Architecture Comparison

Aspect	Encoder-Decoder (BERT, T5)	Decoder-Only (GPT, Llama)
Structure	Separate encoder + decoder	Single decoder stack
Training	Masked language modeling (BERT)	Causal language modeling (next-token prediction)
Attention	Bidirectional + cross-attention	Causal only (left-to-right)
Best For	Classification, understanding	Generation, open-ended tasks
Examples	BERT, T5, mBART	GPT-3/4, Llama, Claude, Mistral
Industry Dominance	~5%	~95% (the future)

Decoder-Only Architecture

Simplify: remove the encoder entirely. Stack decoder layers that attend to previous tokens (causal):


class GPTLikeModel(torch.nn.Module):
    def __init__(self, vocab_size, d_model=768, num_layers=12, 
                 num_heads=12, d_ff=3072, max_seq_len=2048):
        super().__init__()
        
        # Token + positional embeddings
        self.token_embedding = torch.nn.Embedding(vocab_size, d_model)
        self.pos_embedding = torch.nn.Embedding(max_seq_len, d_model)
        
        # Stack of decoder layers (only self-attention, no cross-attention)
        self.layers = torch.nn.ModuleList([
            GPTDecoderLayer(d_model, num_heads, d_ff)
            for _ in range(num_layers)
        ])
        
        # Output layer
        self.ln_final = torch.nn.LayerNorm(d_model)
        self.lm_head = torch.nn.Linear(d_model, vocab_size)
    
    def forward(self, token_ids):
        """
        token_ids: [batch, seq_len]
        """
        seq_len = token_ids.size(1)
        
        # Embeddings
        x = self.token_embedding(token_ids)
        pos_ids = torch.arange(seq_len, device=token_ids.device).unsqueeze(0)
        x = x + self.pos_embedding(pos_ids)
        
        # Apply causal mask (can't look forward)
        causal_mask = create_causal_mask(seq_len, device=token_ids.device)
        
        # Decoder layers
        for layer in self.layers:
            x = layer(x, causal_mask)
        
        # Output
        x = self.ln_final(x)
        logits = self.lm_head(x)  # [batch, seq_len, vocab_size]
        
        return logits

def create_causal_mask(seq_len, device):
    """Lower triangular matrix for causal masking"""
    mask = torch.tril(torch.ones(seq_len, seq_len, device=device))
    return mask.bool()

class GPTDecoderLayer(torch.nn.Module):
    def __init__(self, d_model, num_heads, d_ff):
        super().__init__()
        self.attention = MultiHeadAttention(d_model, num_heads)
        self.ff = torch.nn.Sequential(
            torch.nn.Linear(d_model, d_ff),
            torch.nn.GELU(),  # Modern: GELU instead of ReLU
            torch.nn.Linear(d_ff, d_model)
        )
        self.norm1 = torch.nn.LayerNorm(d_model)
        self.norm2 = torch.nn.LayerNorm(d_model)
    
    def forward(self, x, causal_mask):
        # Self-attention with causal mask
        attn, _ = self.attention(x, mask=causal_mask)
        x = self.norm1(x + attn)
        
        # Feed-forward
        ff = self.ff(x)
        x = self.norm2(x + ff)
        
        return x

# That's it!

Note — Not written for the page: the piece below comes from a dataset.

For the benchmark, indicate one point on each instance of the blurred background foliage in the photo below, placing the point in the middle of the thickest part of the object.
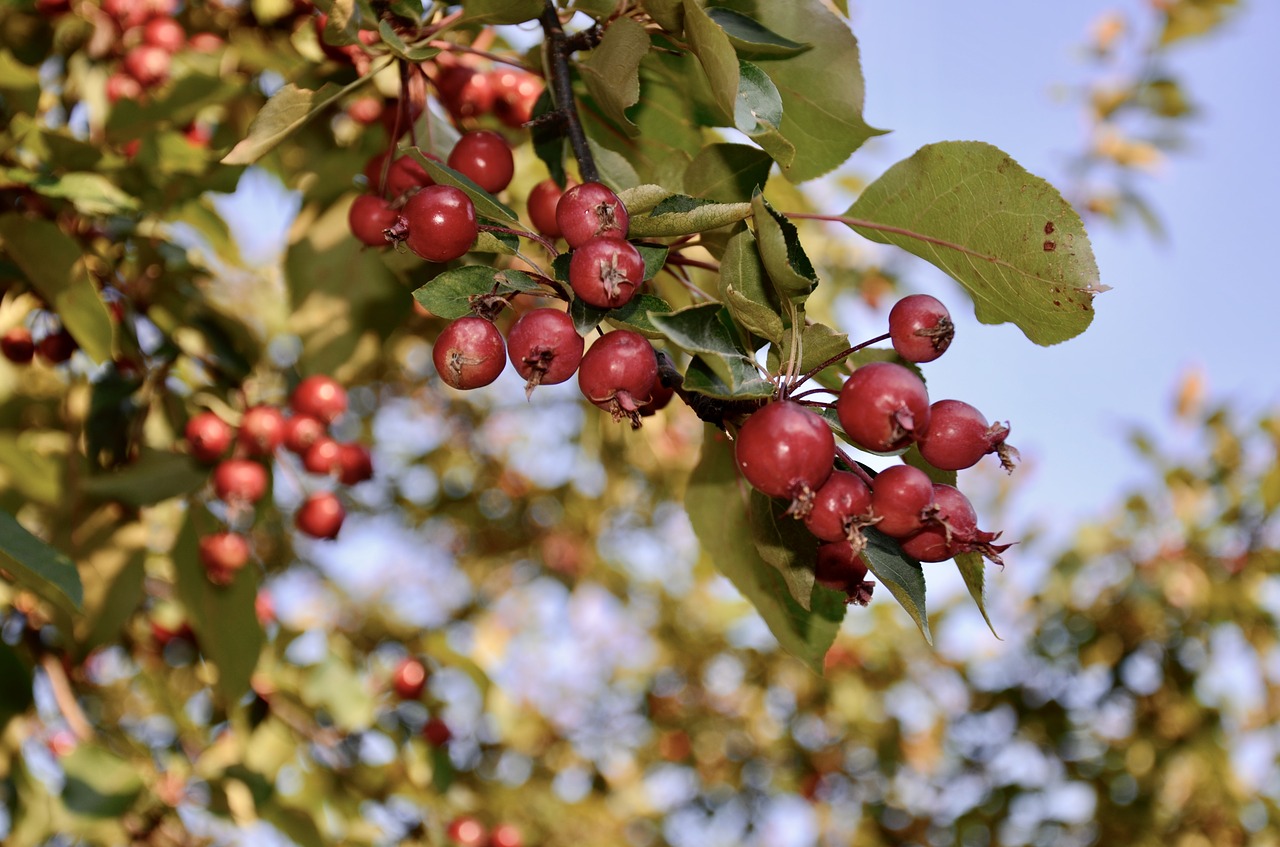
(592, 678)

Much simpler than encoder-decoder

Training: Next Token Prediction (Causal Language Modeling)

Decoder-only models learn through the simplest possible objective: given a sequence of tokens, predict the next one. This is called causal language modeling or autoregressive modeling. The beauty is in its simplicity and power.

The Core Training Principle

Training Objective:

Given:    tokens[0], tokens[1], ..., tokens[n-1]
Predict:  tokens[n]

Repeat for ALL positions in ALL training documents!

Example: Training on a Single Sentence

import torch
import torch.nn.functional as F

# Training sentence: "The quick brown fox jumps"
# After tokenization:
tokens = ["The", "quick", "brown", "fox", "jumps"]
token_ids = [464, 2068, 7586, 21831, 18045]  # Hypothetical IDs

print("From one sentence, we create MULTIPLE training examples:\n")

# Example 1: Predict "quick" given "The"
input_1 = [464]          # "The"
target_1 = 2068          # "quick"
print(f"Context: ['The'] → Predict: 'quick'")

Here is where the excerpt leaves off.